三沢基地の労務者は大別して米軍直接雇用とコントラクター雇用の二つに分けられた。直接雇用は基地正門前にある日本人労働管理事務所が管理し、一方コントラクター雇用は主として土建会社が仕事を米軍当局と契約をし、独自に労務者を雇用したもので、これの人事には米軍側は一切関知しなかった。
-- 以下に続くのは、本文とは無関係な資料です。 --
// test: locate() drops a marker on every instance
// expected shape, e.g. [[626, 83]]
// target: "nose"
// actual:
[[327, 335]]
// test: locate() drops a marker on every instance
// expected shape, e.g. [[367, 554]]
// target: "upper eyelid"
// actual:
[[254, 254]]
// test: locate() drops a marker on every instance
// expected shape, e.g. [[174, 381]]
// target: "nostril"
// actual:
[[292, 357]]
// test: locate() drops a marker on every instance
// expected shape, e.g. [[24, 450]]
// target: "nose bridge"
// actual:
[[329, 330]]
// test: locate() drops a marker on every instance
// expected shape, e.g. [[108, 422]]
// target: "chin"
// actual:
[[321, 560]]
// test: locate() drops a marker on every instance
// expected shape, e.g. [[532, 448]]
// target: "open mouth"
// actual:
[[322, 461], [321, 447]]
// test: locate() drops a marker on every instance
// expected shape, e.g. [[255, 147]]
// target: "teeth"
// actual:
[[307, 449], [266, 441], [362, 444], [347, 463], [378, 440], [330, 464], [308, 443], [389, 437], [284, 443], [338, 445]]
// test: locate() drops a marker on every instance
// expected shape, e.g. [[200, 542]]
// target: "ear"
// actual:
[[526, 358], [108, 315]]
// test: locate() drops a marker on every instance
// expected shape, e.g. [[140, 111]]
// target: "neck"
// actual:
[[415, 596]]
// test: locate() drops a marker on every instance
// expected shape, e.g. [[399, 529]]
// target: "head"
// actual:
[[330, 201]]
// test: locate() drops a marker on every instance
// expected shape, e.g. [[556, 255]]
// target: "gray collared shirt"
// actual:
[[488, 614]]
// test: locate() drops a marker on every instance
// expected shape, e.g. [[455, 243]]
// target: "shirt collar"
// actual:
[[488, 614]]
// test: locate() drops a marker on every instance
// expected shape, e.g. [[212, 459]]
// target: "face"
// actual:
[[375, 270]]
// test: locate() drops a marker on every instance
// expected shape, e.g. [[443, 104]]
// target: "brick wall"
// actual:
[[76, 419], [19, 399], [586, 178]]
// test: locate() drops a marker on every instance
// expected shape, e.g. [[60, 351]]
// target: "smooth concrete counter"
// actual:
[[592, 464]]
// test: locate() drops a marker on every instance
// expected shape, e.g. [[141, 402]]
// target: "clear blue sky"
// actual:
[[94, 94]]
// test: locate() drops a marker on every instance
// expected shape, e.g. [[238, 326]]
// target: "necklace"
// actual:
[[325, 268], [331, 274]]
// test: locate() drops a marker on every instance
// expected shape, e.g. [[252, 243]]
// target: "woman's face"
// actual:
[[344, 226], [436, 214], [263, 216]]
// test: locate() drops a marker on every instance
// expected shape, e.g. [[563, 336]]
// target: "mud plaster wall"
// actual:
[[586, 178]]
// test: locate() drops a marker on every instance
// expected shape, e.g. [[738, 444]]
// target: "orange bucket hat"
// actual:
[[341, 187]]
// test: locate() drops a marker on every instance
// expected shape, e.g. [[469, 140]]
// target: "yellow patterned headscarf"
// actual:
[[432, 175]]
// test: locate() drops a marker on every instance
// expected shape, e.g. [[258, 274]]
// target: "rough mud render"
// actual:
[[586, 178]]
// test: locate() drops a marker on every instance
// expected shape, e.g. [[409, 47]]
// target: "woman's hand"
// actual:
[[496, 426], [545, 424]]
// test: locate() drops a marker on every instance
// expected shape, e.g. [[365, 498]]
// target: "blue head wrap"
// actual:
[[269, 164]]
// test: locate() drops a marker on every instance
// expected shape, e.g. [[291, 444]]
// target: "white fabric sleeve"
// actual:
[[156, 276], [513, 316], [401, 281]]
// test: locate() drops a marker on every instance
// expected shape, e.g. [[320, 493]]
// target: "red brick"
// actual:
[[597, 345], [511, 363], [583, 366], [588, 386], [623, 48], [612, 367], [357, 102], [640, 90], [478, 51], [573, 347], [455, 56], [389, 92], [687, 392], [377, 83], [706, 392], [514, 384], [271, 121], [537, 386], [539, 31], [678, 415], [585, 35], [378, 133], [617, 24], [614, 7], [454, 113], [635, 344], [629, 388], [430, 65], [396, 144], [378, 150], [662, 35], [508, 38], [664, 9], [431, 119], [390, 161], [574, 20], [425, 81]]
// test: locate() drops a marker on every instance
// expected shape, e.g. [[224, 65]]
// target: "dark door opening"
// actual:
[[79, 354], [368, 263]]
通訳はひっぱりだこというので、私は労管(労働管理事務所)に行けばただちに職が決まるとは知っていたが、少し基地内の様子を見てからでも遅くはないと思い、村田氏のメスホールで翻訳や通訳をするという条件で三食を保証してもらった。もちろん食事以外は無給である。ひまなときメスホールのGIにたのんでジープに乗せてもらい基地内の様子を見てまわった。いろいろな日本人に会っていろいろなことを聞いた。


さすが東京とちがい、数多くいる労務者の中にも英語のわかる人は皆無に近かった。だからどこの部署も通訳を欲しがっていたのも無理はなかった。


基地憲兵司令官が、私が「いそうろう」しているメスホールに用事があってきたときに私と知り合った。是非憲兵隊に来ないかと誘いの声がかかった。仕事も大変面白そうなので私は承知した。三沢に着いて四日目のことであった。


翌日、私はタイプした履歴書を持って労管を訪れた。習いおぼえたタイプで打った初めての提出書類がこの履歴書であった。すでに憲兵隊から連絡が入っていたらしく、係の人が心得顔にてきぱきと書類をつくってくれた。そこへ入ってきた人がいた。